Ia memindahkan pusat pemerintahan dari Mataram (Yogyakarta) ke Mamrati di Kedu, dekat Temanggung. Beberapa ahli bahkan percaya bahwa Prambanan dibangun untuk menyaingi Borobudur sebagai simbol kebangkitan Sanjaya.

Meski demikian, tidak tercatat dengan jelas kapan Pramodawardhani wafat. Prasasti Wantil hanya menyebut bahwa Rakai Pikatan turun takhta dan menjadi brahmana pada tahun 856 Masehi.

Akhir Era dan Awal Baru

Setelah masa kejayaan Pramodawardhani dan Rakai Pikatan, kerajaan Medang dilanda pemberontakan. Pada akhirnya, pada masa Dyah Wawa, sang menantu yaitu Mpu Sindok yang memindahkan pusat kerajaan ke Jawa Timur karena letusan Gunung Merapi yang dahsyat.
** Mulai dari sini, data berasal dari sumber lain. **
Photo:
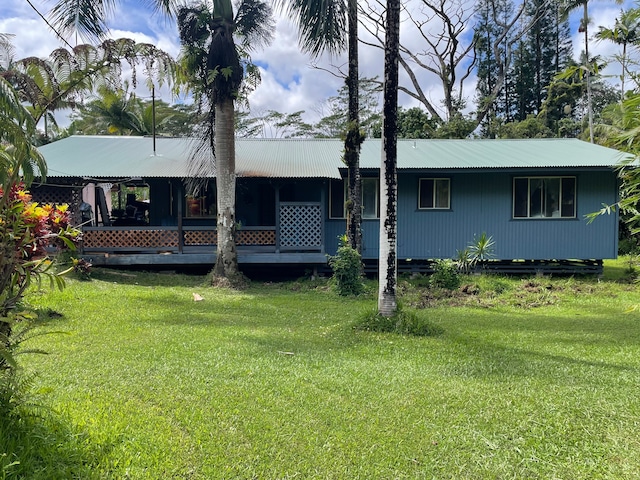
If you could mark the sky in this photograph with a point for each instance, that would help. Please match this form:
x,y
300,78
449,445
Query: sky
x,y
291,81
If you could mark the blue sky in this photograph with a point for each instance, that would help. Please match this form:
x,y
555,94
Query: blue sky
x,y
289,82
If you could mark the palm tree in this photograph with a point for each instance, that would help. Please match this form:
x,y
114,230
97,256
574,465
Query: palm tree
x,y
387,269
322,28
626,31
567,7
61,80
19,159
112,112
216,68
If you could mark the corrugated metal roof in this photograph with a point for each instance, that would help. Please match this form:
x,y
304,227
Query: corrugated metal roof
x,y
115,157
465,154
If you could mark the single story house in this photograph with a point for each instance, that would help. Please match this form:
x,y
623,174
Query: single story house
x,y
531,196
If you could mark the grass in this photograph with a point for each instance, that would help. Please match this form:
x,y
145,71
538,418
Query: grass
x,y
525,378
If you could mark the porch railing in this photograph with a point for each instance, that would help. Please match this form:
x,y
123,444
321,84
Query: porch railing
x,y
299,228
143,239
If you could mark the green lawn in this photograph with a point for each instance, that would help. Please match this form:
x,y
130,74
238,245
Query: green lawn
x,y
530,378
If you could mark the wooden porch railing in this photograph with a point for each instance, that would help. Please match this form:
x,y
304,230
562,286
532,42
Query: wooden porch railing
x,y
154,239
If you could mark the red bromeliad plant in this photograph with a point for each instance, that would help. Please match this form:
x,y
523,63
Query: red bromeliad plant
x,y
27,231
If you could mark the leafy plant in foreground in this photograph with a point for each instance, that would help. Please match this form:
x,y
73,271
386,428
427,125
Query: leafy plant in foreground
x,y
482,249
445,275
347,269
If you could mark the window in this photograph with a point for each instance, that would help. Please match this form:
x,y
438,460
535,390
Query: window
x,y
434,193
544,197
338,195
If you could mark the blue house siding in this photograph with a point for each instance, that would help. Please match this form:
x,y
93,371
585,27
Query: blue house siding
x,y
483,202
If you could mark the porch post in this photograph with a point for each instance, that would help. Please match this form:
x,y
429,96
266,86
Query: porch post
x,y
179,210
323,207
277,188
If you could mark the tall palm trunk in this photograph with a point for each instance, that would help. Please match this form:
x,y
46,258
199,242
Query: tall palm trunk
x,y
585,20
227,257
387,269
354,138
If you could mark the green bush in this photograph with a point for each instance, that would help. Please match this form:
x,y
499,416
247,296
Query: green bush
x,y
404,322
347,270
445,275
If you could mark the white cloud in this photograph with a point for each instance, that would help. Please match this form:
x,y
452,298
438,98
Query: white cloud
x,y
289,81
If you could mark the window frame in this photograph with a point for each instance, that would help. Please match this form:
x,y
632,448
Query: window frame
x,y
434,199
543,199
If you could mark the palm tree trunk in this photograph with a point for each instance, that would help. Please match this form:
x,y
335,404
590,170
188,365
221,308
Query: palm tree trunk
x,y
353,139
227,257
387,269
585,19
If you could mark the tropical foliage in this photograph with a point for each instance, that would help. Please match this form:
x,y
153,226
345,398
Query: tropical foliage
x,y
215,66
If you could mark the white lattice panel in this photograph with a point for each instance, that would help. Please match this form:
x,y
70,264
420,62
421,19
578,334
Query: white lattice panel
x,y
300,226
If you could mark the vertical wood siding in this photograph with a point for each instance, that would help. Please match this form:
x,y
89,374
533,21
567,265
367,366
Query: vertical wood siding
x,y
482,202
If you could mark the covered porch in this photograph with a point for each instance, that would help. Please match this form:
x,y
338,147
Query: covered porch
x,y
296,238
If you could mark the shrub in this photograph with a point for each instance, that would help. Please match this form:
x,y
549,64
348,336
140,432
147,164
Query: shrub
x,y
445,275
26,230
404,322
347,270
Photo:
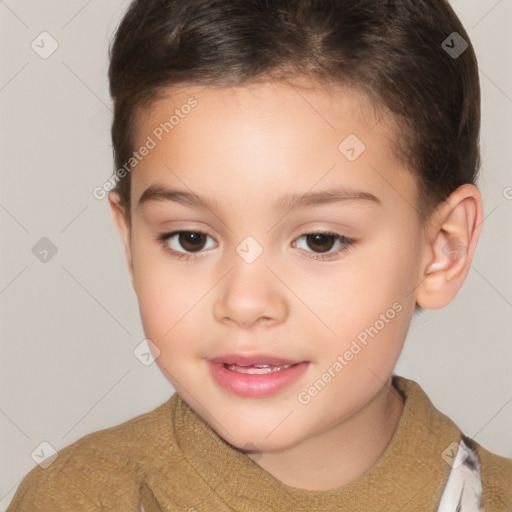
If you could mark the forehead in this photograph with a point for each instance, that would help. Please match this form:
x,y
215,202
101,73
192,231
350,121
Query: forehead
x,y
262,139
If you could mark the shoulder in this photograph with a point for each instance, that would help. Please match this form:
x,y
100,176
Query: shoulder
x,y
101,470
496,475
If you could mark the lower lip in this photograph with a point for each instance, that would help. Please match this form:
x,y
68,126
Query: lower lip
x,y
256,385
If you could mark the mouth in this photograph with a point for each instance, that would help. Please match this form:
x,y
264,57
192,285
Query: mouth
x,y
257,369
255,376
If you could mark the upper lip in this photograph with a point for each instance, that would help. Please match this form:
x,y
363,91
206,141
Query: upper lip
x,y
252,359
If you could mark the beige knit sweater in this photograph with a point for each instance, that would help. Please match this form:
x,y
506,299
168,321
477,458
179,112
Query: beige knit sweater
x,y
169,459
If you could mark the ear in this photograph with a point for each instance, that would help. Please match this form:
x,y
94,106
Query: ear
x,y
452,236
123,227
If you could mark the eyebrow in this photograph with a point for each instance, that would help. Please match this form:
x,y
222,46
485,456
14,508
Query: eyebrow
x,y
155,193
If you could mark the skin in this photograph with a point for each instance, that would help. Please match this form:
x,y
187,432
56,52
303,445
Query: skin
x,y
245,147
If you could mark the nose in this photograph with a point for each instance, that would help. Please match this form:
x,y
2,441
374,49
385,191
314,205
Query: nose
x,y
250,295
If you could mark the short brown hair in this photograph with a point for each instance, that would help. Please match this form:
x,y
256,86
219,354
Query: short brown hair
x,y
392,51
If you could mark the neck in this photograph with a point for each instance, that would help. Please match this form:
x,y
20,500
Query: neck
x,y
342,453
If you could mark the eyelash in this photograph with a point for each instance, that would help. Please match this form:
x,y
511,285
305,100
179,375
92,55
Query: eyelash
x,y
348,244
Perpindahan ini juga ditandai secara simbolis dalam Kitab Tantu Pagelaran lewat cerita pemindahan Gunung Mahameru. Mpu Sindok kemudian mendirikan dinasti baru bernama Isyana, menutup era Sanjaya dan Syailendra di Jawa Tengah, dan membuka bab baru sejarah kerajaan di timur, hingga lahirlah Majapahit.

Warisan Abadi dari Pramodawardhani dan Rakai Pikatan

Apa pun teori mengenai motif di balik pernikahan mereka, tidak dapat disangkal bahwa Pramodawardhani dan Rakai Pikatan meninggalkan warisan tak ternilai.

Borobudur, Prambanan, Plaosan, dan candi-candi lainnya bukan hanya situs wisata, tetapi monumen peradaban dan simbol toleransi yang seharusnya terus kita jaga.

Bahkan bisa dikatakan bahwa Pramodawardhani adalah ratu pertama Indonesia yang menikah beda agama. Hampir empat abad kemudian, "Ken Dedes" seorang wanita Buddha yang dinikahi oleh Ken Arok, raja Singhasari yang Hindu Siwa. Dari sinilah muncul sinkretisme Hindu-Buddha yang sangat kuat di era Singhasari hingga Majapahit, seperti tercermin di Candi Jawi.

Namun, dalam pernikahan Pramodawardhani dan Rakai Pikatan, tidak ada penyatuan ajaran. Yang ada adalah penghormatan, kerja sama, dan perayaan perbedaan. Bentuk toleransi yang mungkin paling relevan untuk kita teladani hari ini.

Toleransi, Cinta, dan Warisan

Dalam dunia yang semakin terpolarisasi, kisah Pramodawardhani dan Rakai Pikatan mengajarkan kita bahwa perbedaan bukanlah alasan untuk pecah, melainkan peluang untuk menyatu dalam harmoni.

Mereka tidak membaurkan keyakinan, tetapi saling menghormati. Tidak menghapus identitas, tapi mengangkatnya bersama.

Dan mungkin, hanya mungkin... inilah bentuk toleransi yang paling tepat untuk bangsa Indonesia hari ini dan juga untuk dunia yang lebih damai, dan kehidupan yang lebih indah untuk semua makhluk.